Parfois même, la colère se mue en agression. Comme à Cugnaux en septembre 2021. Pour une sombre histoire de quarantaine Covid-19 à respecter après les vacances, un père a agressé physiquement deux éducateurs.

Alors comment expliquer cette « excitation » au bord des pelouses ? « Il y a de plus en plus de parents qui se projettent en voyant les salaires des stars dans les médias. Ils se persuadent qu’ils ont un futur Mbappé ou Benzema à la maison », relève Marco Sentein. Et le phénomène n’est pas propre au foot. « D’autres fédérations du rugby, du basket et du hand », s’en inquiètent aussi auprès de lui.

Chasubles vertes

« Touche pas à mon foot » ne se résume pas un clip pour mettre la honte aux parents virulents. À compter de la saison prochaine, les clubs organisateurs de plateaux recevront trois chasubles vertes au nom de l’opération. Ils pourront demander à des parents pacificateurs de les endosser. Et ces derniers, tout comme les techniciens départementaux venus en observateurs, pourront faire remonter des signalements sur le site du district. « Ensuite, explique Marco Sentein, nous appellerons le président pour qu’il calme ses supporteurs. Et, si ça ne marche pas, l’équipe ne jouera pas la réunion suivante, tout simplement ». Sur ce point, Bernard Maquoy, pense qu’il faudra « manier l’idée avec précaution ». « Il faudra que les parents soient volontaires et aient une petite formation pour ne pas tomber dans la délation ou la vengeance entre clubs rivaux ».

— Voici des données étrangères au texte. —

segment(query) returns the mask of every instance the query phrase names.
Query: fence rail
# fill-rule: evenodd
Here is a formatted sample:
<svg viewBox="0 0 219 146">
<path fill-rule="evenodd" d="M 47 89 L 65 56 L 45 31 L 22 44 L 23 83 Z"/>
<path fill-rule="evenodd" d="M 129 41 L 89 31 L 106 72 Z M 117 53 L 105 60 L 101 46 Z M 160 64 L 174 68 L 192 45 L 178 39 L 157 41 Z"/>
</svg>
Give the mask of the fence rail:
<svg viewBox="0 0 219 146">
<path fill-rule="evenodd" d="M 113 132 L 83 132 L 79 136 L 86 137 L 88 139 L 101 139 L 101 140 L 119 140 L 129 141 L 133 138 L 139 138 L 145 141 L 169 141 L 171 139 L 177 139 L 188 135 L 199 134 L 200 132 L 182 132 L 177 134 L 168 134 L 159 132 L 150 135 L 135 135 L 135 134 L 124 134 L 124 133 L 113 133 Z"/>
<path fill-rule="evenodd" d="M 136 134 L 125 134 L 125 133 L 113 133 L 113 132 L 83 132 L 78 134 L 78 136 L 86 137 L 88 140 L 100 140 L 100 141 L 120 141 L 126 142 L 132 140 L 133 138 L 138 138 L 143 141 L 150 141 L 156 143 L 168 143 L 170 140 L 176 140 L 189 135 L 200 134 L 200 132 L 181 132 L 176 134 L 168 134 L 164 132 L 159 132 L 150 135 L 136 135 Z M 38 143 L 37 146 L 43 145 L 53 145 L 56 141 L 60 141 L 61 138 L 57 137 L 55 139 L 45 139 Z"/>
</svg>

Les éducateurs de jeunes seront, eux aussi, sensibilisés. En cas de mauvaise attitude, ils pourront récolter un « carton blanc », déjà en vigueur chez les seniors du District et qui entraînent 10 minutes d’exclusion temporaire. Et quand cela arrivera, ils devront désigner un joueur de champ pour purger la peine avec eux, quitte à devoir se justifier après auprès des petits. « Le but, c’est de leur rendre leur sport », martèle Marco Sentein.